Upon their arrival in Bethany, Jesus’ assertion about Lazarus’ death (v.14) is confirmed. The four-day period underscores the finality of death. According to popular belief, the spirit of the person hovered around the body for three days after the death, hoping to reenter the body. But after the third day, when the soul “sees that the color of its face has changed,” the soul leaves the body for good (Gen. Rab. 100). When Jesus arrives fellow mourners had already arrived to console the grieving sisters – but they will also serve another purpose: witness.

What was implied in v.3 is now explicit in v.21: we were hoping that you would have come and saved our brother. Martha speaks these words to Jesus: “Lord, if you had been here, my brother would not have died” (v.21). We know what she says; what is unclear is how, with what tone, she says them.  Most often commentaries have the words carry the tone of regret yet in a faithful voice.  Too often one cannot imagine the tone being a basic complaint. Yet the complaining is the language of the psalms, the language of Job and so many other passages in the OT – it should not be so quickly dismissed. The complaining tone make the faith statement (v.22) even more pronounced. Martha still believes that Jesus is the righteous man to whom God will listen (one need not move to rapidly to the confession of Jesus as Messiah in v.27).

Jesus’ response is simple and perhaps ambiguous: “You brother will rise.” These words could be taken to mean either ‘your brother will rise again in the general resurrection on the last day’ or ‘your brother will be restored to life immediately’.  Martha responds within the context of her Jewish beliefs asserting the belief in the general resurrection.

To move her beyond the orthodoxy of the Pharisees, Jesus said to her, ‘I am the resurrection and the life; whoever believes in me, even if he dies, will live, and everyone who lives and believes in me will never die.’ This statement contains the fifth of seven different ‘I am’ sayings with predicates in the Fourth Gospel (6:35, 48, 51; 8:12; 10:7, 9; 10:11, 14; 11:25; 14:6; 15:1, 5).
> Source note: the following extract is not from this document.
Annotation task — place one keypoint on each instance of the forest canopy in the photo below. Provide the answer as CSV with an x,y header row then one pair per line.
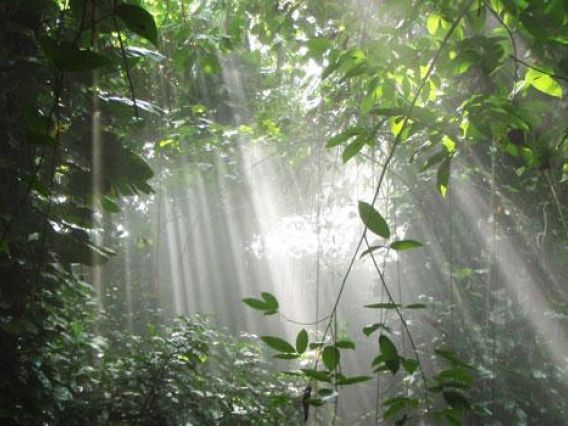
x,y
275,212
It involves three claims:

  1. Jesus himself is the resurrection and the life, i.e. the Father has given him to have life in himself and to bestow resurrection life upon whomever he will (5:21, 26).
  2. People who believe in him, even if they die (as Lazarus had done) will live—Jesus will raise them from death on the last day. What he would soon do for Lazarus would foreshadow the resurrection of the last day.
  3. People who live and believe in him will never die; not even death can break their relationship with God.

With these claims Jesus made himself central to the Jewish hope of the resurrection and eternal life, and by asking Martha, Do you believe this?, he encouraged her to recognize this.

Martha’s response is a confession of faith: “Yes, Lord. I have come to believe that you are the Messiah, the Son of God, the one who is coming into the world.” She had moved beyond her previous beliefs about Jesus’ righteousness (v.22) and the general Jewish beliefs (v.24). She accepts Jesus’ central role in bringing about the resurrection on the last day, adding that she believed he was the Christ, the Son of God, the one whom the Father had sent into the world. The title ‘the Son of God’ is now known to have been used as a messianic title among first-century Jews. Martha’s confession echoes Nathanael’s confession (1:49), and is of the status of Peter’s confession (6:68-69) and Thomas’ (20:28) and is an example of what the evangelist hopes will be evoked by his Gospel in the hearts and minds of his readers (20:31).